Mehmet GÜRSOY (Çini Sanatçısı)
1950 yılında Bekirli'de dünyaya gelen Mehmet Gürsoy, 10 yaşında iken ailesi ile birlikte Kütahya'ya taşındı. Çini sanatı ile profesyonel olarak ilgilenmeye başlaması Kütahya yakınlarında küçük bir köyde ilkokul öğretmeni olarak çalıştığı 1975 yılında gerçekleşti. Yurt içi ve yurt dışında elliden fazla sergi açan, eserleri pek çok müze ve koleksiyonda sergilenen sanatkâr, bugüne kadar yüzden fazla çırak ve öğrenci yetiştirdi. Türkiye'nin yetiştirdiği en önemli çini sanatkârlarından birisi olan Mehmet Gürsoy çalışmalarına Kütahya'daki atölyesinde devam ediyor.

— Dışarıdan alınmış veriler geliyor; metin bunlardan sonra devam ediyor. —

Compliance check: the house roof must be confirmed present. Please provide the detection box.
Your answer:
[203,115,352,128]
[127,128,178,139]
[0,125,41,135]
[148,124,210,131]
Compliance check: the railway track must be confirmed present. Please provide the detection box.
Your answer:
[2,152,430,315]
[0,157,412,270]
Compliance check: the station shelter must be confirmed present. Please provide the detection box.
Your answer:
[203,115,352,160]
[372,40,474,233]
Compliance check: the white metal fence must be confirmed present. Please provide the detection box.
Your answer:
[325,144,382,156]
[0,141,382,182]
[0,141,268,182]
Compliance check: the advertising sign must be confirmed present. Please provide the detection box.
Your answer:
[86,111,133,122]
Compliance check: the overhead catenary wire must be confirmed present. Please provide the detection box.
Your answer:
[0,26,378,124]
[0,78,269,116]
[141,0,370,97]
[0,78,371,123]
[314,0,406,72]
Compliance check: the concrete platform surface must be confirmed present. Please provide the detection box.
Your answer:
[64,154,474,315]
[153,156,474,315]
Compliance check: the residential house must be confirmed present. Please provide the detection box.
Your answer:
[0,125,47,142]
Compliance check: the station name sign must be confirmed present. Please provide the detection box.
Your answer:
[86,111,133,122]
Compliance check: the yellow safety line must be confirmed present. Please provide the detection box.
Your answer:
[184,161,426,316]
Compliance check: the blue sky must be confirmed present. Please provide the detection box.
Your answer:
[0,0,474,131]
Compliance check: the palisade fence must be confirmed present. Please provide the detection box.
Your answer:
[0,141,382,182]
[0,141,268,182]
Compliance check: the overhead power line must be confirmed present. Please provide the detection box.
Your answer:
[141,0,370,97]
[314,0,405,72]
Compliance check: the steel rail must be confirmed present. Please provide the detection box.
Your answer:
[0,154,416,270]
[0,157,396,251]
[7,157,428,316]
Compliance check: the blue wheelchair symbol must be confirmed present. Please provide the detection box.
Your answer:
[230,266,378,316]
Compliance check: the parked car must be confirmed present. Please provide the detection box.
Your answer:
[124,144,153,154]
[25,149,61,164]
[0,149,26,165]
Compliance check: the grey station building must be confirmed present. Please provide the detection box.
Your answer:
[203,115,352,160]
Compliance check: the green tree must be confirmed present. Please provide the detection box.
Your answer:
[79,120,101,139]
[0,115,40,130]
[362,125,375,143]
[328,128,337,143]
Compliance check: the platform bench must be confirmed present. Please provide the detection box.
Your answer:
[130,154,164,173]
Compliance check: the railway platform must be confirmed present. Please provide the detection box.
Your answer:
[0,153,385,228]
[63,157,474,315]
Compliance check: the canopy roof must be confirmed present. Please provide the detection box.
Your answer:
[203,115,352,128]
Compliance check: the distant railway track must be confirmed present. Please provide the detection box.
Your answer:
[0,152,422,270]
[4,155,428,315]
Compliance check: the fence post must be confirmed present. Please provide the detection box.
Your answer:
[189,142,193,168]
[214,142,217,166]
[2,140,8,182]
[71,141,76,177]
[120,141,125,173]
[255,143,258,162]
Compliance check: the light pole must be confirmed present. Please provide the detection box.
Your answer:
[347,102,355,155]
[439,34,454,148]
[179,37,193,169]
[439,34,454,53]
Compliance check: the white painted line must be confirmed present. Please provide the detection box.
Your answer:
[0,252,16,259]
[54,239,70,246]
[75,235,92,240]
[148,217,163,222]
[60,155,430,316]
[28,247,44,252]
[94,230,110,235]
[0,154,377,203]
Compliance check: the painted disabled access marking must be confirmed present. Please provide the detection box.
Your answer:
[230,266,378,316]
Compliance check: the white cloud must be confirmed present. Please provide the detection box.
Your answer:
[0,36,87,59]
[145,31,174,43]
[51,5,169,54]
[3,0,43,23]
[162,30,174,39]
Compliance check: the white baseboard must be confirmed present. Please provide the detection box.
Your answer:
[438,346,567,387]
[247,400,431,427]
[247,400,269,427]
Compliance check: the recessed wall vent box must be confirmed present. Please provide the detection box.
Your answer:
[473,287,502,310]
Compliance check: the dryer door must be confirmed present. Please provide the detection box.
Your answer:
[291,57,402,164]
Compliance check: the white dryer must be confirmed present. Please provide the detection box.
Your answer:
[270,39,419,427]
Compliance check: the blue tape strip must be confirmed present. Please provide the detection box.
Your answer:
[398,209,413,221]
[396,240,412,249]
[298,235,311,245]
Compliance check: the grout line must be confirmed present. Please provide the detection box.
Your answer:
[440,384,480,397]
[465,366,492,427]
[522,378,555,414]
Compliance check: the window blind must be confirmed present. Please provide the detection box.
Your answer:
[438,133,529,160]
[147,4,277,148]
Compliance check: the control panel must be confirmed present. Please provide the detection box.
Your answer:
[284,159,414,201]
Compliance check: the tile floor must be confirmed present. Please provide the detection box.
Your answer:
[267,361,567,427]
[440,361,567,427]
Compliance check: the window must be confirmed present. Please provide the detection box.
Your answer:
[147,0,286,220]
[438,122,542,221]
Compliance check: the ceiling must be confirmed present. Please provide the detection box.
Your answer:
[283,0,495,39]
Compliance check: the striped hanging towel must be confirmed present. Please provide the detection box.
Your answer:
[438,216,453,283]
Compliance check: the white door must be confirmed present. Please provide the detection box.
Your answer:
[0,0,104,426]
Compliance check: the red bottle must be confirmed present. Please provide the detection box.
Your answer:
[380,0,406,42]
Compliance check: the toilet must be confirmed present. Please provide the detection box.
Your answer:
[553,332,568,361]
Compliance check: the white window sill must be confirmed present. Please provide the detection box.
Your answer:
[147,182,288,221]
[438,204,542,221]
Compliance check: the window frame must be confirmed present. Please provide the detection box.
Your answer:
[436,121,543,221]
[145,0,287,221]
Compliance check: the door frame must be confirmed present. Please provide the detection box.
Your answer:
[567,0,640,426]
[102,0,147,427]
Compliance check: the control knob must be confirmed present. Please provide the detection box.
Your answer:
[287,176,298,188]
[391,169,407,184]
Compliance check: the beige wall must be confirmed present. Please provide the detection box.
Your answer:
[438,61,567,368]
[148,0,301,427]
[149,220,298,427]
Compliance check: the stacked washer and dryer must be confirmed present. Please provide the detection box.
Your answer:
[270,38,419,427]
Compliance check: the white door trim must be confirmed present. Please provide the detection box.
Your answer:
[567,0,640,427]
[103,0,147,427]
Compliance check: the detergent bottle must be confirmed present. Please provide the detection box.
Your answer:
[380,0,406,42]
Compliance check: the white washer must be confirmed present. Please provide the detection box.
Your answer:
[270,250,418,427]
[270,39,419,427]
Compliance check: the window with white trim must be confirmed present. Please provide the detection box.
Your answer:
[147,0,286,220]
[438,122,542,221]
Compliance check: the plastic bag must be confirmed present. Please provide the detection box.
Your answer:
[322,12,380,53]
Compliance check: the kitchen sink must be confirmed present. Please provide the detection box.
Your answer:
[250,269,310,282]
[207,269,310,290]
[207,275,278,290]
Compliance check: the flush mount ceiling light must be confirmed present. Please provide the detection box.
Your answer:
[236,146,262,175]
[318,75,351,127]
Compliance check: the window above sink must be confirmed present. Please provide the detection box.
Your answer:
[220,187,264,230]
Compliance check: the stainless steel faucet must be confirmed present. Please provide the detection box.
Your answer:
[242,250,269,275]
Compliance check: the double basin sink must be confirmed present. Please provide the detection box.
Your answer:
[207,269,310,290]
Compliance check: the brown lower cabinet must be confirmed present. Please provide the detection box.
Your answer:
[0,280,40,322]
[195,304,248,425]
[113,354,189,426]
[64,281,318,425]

Metin ÖZLEN (Karagöz Sanatçısı)
1940 İstanbul doğumlu olan Metin Özlen (Hayali Safderi), yaklaşık 60 yıldır uğraştığı Karagöz sanatını dedesi Hayali Hayri Bey'den öğrenmiş. Tasvir yapım tekniği ile beğeni kazanan sanatçı, klasik oyunları oynatmadaki başarısı ile de tanınıyor. Klasik oyunlardan, kaybolmaya yüz tutmuş olan "Ferhat ile Şirin" ve'Leyla ile Mecnun' isimli oyunları yeniden hayal perdesine taşımış. Bu sanat dalına yaptığı katkılardan dolayı, birçok ödül almış, sanatını yurt içinde ve yurt dışında çok sayıda gösteri ile sergilendi.